What is Green GDP?

Green GDP considers negative externalities such as environmental degradation, depletion of natural resources, and savings of resources and environment into the national income accounts.

  • Origin: In 1993, United Nations published Handbook of National Accounting: Integrated Environmental and Economic Accounting as an interim report. 
  • System of Environmental-Economic Accounting (SEEA) offered a new type of accounting which measured the environment and its relationship with the economy.
  • It focused on monetary valuation of natural resources, allowing the cost of natural resource depletion and environmental degradation to be subtracted from gross domestic product. 
  • In particular, the handbook advocated compilation of an ‘environmentally adjusted domestic product’—also known as ‘green GDP’.
  • However, Green GDP focused only on deducting the cost of depletion of natural resources from GDP. This necessitated a paradigm shift. 

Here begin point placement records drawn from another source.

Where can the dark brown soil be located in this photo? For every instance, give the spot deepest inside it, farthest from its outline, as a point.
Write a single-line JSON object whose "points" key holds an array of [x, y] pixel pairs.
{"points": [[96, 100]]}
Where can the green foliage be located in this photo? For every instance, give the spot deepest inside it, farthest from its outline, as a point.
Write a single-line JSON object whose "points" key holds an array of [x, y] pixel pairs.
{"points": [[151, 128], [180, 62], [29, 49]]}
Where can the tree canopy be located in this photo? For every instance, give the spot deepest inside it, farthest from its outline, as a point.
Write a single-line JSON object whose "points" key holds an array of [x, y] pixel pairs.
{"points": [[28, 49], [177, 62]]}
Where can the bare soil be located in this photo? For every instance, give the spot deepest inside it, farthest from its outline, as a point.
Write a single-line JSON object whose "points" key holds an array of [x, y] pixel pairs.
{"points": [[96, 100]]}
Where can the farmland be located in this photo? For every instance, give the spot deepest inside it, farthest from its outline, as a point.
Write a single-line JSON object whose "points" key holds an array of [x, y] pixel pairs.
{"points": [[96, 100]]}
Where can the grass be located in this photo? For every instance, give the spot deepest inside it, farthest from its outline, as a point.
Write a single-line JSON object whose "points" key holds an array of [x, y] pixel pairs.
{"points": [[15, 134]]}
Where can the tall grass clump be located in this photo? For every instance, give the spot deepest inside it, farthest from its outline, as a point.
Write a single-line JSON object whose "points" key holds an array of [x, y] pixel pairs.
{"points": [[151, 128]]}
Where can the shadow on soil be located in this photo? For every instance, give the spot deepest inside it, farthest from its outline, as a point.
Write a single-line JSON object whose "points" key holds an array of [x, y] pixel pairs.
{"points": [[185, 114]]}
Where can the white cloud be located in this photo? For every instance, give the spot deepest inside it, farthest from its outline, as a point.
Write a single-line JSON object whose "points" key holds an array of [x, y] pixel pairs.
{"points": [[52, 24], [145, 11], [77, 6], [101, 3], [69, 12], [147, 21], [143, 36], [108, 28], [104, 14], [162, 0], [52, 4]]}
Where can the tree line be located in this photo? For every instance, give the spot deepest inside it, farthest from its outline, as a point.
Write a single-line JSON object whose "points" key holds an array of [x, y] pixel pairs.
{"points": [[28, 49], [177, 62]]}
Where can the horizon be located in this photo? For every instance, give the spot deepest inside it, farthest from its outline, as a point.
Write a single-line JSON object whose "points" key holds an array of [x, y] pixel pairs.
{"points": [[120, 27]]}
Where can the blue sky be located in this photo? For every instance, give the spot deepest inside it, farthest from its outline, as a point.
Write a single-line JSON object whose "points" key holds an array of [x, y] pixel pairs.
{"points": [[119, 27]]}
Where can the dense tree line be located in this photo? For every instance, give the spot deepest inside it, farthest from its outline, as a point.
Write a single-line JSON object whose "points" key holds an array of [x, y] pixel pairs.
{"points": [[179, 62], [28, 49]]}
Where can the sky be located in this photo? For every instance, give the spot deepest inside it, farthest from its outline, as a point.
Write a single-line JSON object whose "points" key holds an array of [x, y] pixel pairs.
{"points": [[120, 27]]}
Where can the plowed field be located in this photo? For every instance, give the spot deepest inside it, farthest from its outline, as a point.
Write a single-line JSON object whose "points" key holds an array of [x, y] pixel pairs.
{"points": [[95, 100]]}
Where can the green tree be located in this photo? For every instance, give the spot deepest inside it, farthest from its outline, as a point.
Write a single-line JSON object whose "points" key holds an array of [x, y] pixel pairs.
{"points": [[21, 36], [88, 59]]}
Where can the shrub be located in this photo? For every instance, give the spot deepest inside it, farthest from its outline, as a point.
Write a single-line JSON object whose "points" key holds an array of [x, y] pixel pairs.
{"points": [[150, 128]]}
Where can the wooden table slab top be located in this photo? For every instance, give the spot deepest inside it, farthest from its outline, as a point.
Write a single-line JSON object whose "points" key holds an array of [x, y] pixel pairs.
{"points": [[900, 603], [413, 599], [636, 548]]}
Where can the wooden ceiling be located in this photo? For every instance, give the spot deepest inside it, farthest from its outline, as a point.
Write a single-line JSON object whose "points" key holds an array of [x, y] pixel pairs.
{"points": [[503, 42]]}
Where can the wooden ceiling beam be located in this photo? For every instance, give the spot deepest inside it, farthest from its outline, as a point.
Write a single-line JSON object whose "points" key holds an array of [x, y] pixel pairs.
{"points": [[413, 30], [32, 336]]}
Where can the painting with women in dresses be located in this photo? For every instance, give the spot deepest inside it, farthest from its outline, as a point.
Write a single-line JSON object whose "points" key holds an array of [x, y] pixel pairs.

RBI’S OUTLINE OF GREEN GDP ESTIMATION

Green GDP = GDP – (Carbon dioxide damage + particulate emission damage) – (Opportunity cost of energy depletion + mineral depletion + net forest depletion) + Expenditure on environmental protection

INITIATIVES

  • Natural Capital Accounting and Valuation of Ecosystem Services (NCAVES) project was launched in 2017 by United Nations (UN) and European Union to enhance knowledge and accounting processes for ecosystem accounting as per the SEEA framework. 
  • The project initially started in five countries - Brazil, China, India, Mexico and South Africa were chosen on account of the importance of the natural capital in these countries, the presence of diversity of ecology and biodiversity and the commitments of these countries to Convention on Biological Diversity (CBD).
  • Ministry of Statistics and Programme Implementation (MOSPI) initiated the compilation of environmental accounting under the NCAVES. Primary aim was to provide an estimation of India’s stock and flow of natural assets, as per the SEEA. 
  • Accounting estimates include an estimation for land, forest, wetlands, and also the quality of land, soil, water, crop diversity and forest cover.

ENVIRONMENTAL KUZNETS CURVE

  • Explains the systematic relationship between environmental degradation and economic growth. It reflects the trajectory of pollution witnessed in a country as part of process of economic development.
  • Argues that in the initial phases of economic development, there seems to be a positive relationship between pollution level and per capita income. Beyond a certain threshold of per capita GDP, however, economic growth allows for environmental remediation, thus leading to decline in pollution.
  • This relationship is reflected by a bell-shaped curve that relates economic growth to environmental degradation.